We’ve turned a corner of our dining room table into a diaper changing table, and I was changing Eddie’s diaper there yesterday morning when he reached up, tried to grab my cup of coffee, and knocked it over sending its contents spilling out onto my lovely blue and white checkered table cloth.
“Eddie!” I snapped, trying to upright the cup and limit the damage while making sure he didn’t roll off the table. “Jesus Christ. It’s all over everything!”
I heard the sound of my own voice and was disgusted. I’ve turned into the kind of person I wouldn’t like. If I was watching the exchange in a movie, I’d root for the kid. And yet I couldn’t stop myself.

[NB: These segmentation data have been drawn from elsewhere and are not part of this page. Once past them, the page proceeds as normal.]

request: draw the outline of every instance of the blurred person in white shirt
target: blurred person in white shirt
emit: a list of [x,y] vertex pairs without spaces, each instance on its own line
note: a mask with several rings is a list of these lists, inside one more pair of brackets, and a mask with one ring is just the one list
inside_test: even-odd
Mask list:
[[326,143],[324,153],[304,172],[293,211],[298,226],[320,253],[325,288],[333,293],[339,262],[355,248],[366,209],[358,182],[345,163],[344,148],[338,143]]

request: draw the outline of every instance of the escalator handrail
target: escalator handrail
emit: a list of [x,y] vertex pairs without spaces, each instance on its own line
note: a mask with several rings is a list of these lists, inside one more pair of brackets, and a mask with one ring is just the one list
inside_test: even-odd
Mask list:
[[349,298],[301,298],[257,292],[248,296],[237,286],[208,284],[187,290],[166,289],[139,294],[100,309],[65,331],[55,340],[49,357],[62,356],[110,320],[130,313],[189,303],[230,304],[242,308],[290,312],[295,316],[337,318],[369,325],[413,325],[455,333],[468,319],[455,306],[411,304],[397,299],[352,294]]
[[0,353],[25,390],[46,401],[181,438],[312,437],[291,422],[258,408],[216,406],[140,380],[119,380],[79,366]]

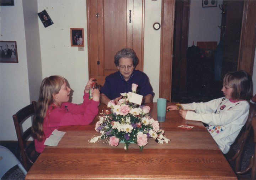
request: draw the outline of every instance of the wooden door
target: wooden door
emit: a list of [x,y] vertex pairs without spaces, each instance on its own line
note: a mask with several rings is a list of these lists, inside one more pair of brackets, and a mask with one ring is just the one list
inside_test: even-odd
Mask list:
[[114,56],[124,47],[132,48],[143,70],[144,6],[142,0],[87,0],[89,77],[103,85],[117,70]]
[[238,69],[244,1],[223,1],[222,36],[223,38],[222,77]]

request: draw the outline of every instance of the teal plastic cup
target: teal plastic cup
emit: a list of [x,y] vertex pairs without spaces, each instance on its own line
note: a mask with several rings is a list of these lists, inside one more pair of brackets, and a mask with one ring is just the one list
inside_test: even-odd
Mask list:
[[166,114],[166,99],[160,98],[157,100],[158,121],[164,122]]

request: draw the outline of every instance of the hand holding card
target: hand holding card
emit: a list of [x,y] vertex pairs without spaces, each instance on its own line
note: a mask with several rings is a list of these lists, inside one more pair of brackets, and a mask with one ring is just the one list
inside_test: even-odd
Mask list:
[[180,103],[178,103],[176,104],[176,106],[177,107],[177,109],[178,109],[178,110],[179,110],[180,109],[182,109],[183,110],[183,107],[182,106],[182,105],[181,104],[180,104]]

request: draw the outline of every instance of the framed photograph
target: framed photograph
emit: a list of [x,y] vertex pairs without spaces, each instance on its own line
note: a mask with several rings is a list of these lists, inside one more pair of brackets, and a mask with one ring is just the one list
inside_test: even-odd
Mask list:
[[215,0],[202,0],[202,7],[217,7],[217,1]]
[[0,0],[1,6],[14,6],[14,0]]
[[45,10],[41,12],[38,13],[37,14],[45,28],[48,27],[53,24],[53,22],[52,20],[52,19],[48,15],[48,13]]
[[16,41],[0,41],[0,63],[18,63]]
[[84,47],[84,29],[70,28],[70,41],[71,46]]

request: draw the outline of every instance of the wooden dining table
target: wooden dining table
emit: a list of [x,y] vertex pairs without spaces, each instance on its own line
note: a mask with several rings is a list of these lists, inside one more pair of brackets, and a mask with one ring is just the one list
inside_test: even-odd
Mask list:
[[[168,103],[167,105],[171,103]],[[156,103],[146,104],[157,119]],[[99,112],[106,108],[101,104]],[[47,146],[29,170],[32,179],[237,179],[222,151],[200,122],[188,121],[178,111],[167,112],[160,128],[170,140],[160,144],[153,138],[140,151],[136,144],[110,146],[102,140],[89,141],[98,115],[87,126],[60,127],[66,132],[57,146]],[[191,130],[178,127],[188,124]]]

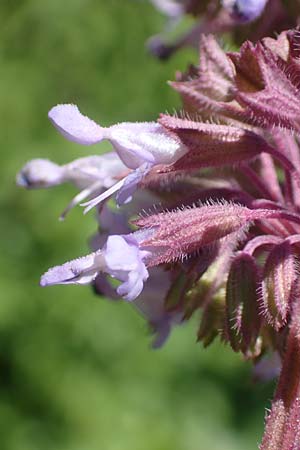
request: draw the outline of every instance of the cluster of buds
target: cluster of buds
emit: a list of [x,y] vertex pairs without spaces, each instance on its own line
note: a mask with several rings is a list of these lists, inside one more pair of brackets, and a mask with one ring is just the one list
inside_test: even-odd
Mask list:
[[[230,32],[240,45],[246,38],[258,41],[274,32],[293,28],[300,19],[299,0],[150,0],[165,16],[162,33],[152,36],[147,47],[161,60],[182,47],[197,47],[201,34]],[[177,38],[171,38],[186,16],[194,25]],[[178,33],[176,33],[178,34]]]
[[114,151],[64,166],[32,160],[17,176],[27,188],[81,189],[63,217],[78,203],[97,211],[93,252],[49,269],[42,286],[89,283],[132,302],[154,347],[200,311],[204,346],[219,336],[258,372],[275,355],[261,450],[300,446],[299,57],[298,31],[235,53],[203,35],[199,66],[171,83],[182,113],[104,128],[58,105],[49,118],[65,138]]

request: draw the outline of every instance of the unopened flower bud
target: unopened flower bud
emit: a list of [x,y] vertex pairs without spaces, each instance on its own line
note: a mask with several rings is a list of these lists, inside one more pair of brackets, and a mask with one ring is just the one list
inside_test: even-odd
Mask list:
[[[225,308],[225,338],[234,351],[250,356],[260,328],[258,268],[247,253],[234,258],[228,275]],[[257,356],[257,355],[255,355]]]
[[264,267],[261,308],[276,330],[288,319],[296,279],[296,263],[288,241],[274,246]]

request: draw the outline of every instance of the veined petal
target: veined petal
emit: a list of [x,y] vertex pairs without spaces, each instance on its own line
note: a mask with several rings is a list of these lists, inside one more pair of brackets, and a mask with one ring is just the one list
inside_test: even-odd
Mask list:
[[109,236],[103,248],[105,272],[123,283],[117,293],[125,300],[134,300],[142,292],[149,277],[143,259],[148,252],[141,251],[133,235]]
[[76,105],[57,105],[49,111],[49,119],[70,141],[91,145],[104,139],[104,129],[81,114]]
[[156,122],[113,125],[107,130],[107,138],[130,169],[145,162],[171,164],[187,152],[175,135]]
[[52,267],[41,277],[41,286],[55,284],[88,284],[104,269],[101,251]]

“Why do you have to touch everything?” I said, feeling like a heel with every word I uttered.
He touches everything, and his little flipper hands are better for knocking things over than for picking things up. When I was wrapping Christmas presents last month, I spread everything out on the floor, and in just two minutes, he crinkled the wrapping paper I was about to use, grabbed the tape, unrolled all of the ribbon, crushed the shirt box and tissue paper I’d neatly laid out, and I kept losing the scissors because I had to keep them out of his reach and inadvertently, kept them out of my own.
Last night as I cooked dinner, he knocked over the bucket of recycling, found a bottle of wine and despite my having emptied it, he managed to spill its residual contents onto the floor and then sit on it, staining his onesie and new sweater. This morning, he knocked over the cat’s water bowl, spilling all of its contents onto the oak floor and soaking the edges of the antique rugs. And while I had him cloistered in the bathroom with me after taking my shower, he unrolled the toilet paper and then fished his hands around inside the toilet bowl that I thankfully had just flushed. He then crawled over to the garbage pail and turned it upside down, emptying the hair, dental floss, nail clippings and other detritus I like to keep hidden out onto the floor. Thankfully, I don’t do much entertaining in the bathroom.

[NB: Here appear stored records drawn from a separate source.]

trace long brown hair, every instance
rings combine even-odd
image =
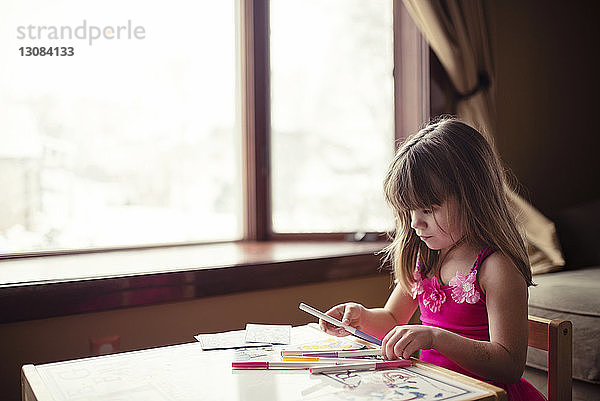
[[[474,128],[453,118],[433,122],[398,149],[384,180],[392,207],[395,235],[386,247],[396,280],[405,290],[414,281],[419,261],[427,274],[439,261],[411,228],[410,211],[458,201],[462,241],[492,247],[508,257],[527,285],[533,285],[525,242],[507,199],[507,180],[488,141]]]

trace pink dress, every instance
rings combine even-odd
[[[482,250],[470,273],[465,276],[457,272],[449,285],[440,285],[436,277],[424,277],[417,265],[412,295],[413,298],[419,299],[421,321],[424,325],[440,327],[476,340],[490,340],[487,308],[477,280],[477,271],[483,260],[492,253],[494,251],[488,248]],[[513,384],[487,380],[467,371],[434,349],[421,350],[420,359],[501,387],[506,390],[511,401],[546,400],[542,393],[523,378]]]

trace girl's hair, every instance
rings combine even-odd
[[[424,274],[440,263],[411,228],[411,210],[430,209],[455,197],[464,237],[457,239],[508,257],[533,285],[525,242],[507,199],[507,183],[492,146],[474,128],[453,119],[433,122],[398,149],[384,180],[396,232],[386,247],[396,280],[405,290],[417,261]]]

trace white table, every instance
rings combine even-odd
[[[314,330],[307,326],[294,328],[296,332],[306,329]],[[444,394],[437,400],[506,399],[497,387],[423,362],[408,369],[349,375],[231,369],[234,358],[256,354],[260,359],[273,359],[279,353],[203,351],[200,343],[189,343],[25,365],[21,375],[23,401],[402,400],[414,397],[410,391],[431,392],[432,385]],[[411,375],[412,381],[407,379]]]

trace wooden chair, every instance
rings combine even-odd
[[[529,315],[529,346],[548,351],[548,401],[571,401],[572,333],[568,320]]]

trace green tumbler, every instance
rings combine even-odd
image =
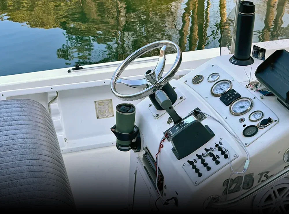
[[[115,114],[116,131],[123,134],[134,132],[136,107],[132,104],[122,103],[116,106]],[[116,148],[123,151],[129,151],[132,141],[124,141],[116,139]]]

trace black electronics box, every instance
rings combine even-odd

It’s all normal. He’s doing nothing wrong except being a child, and he’s a wonderfully curious one at that. And having a cat already trained me to not leave small, important items like pearl earrings or keys or flash drives on shelves or countertops she can reach unless I want to spend hours searching for them in the cracks and crevices of my house. The rules for a baby are a similar but slightly expanded version: I can’t put any thing, any where, ever. And yet knowing this, I still snap when he knocks something over, and then I hate myself for doing it.
When my husband, Bruce, got home, we had a fight. It should have been about money because it’s tight right now, but it was about the fact that he didn’t read the email in which I told him about money being tight. And I only knew he hadn’t read it because he said, “I’ll write the check to the insurance company from our joint account” – the account I’d told him was tapped out.
“Didn’t you read my email?” I asked.
“What did it say?”
“Read it,” I said.
I was annoyed. I don’t have a lot of time these days. I have a babysitter for three hours a day, and in that time I’m supposed to write my freelance articles, my blog, do the laundry, the bills, and anything organizational I can remember, as well as doing the food shopping and cooking dinner. It was in that time slot that I fired off about four emails to Bruce that involved housekeeping matters – mostly budgetary in nature – and it appeared he hadn’t read them. I don’t have time these days to do things twice.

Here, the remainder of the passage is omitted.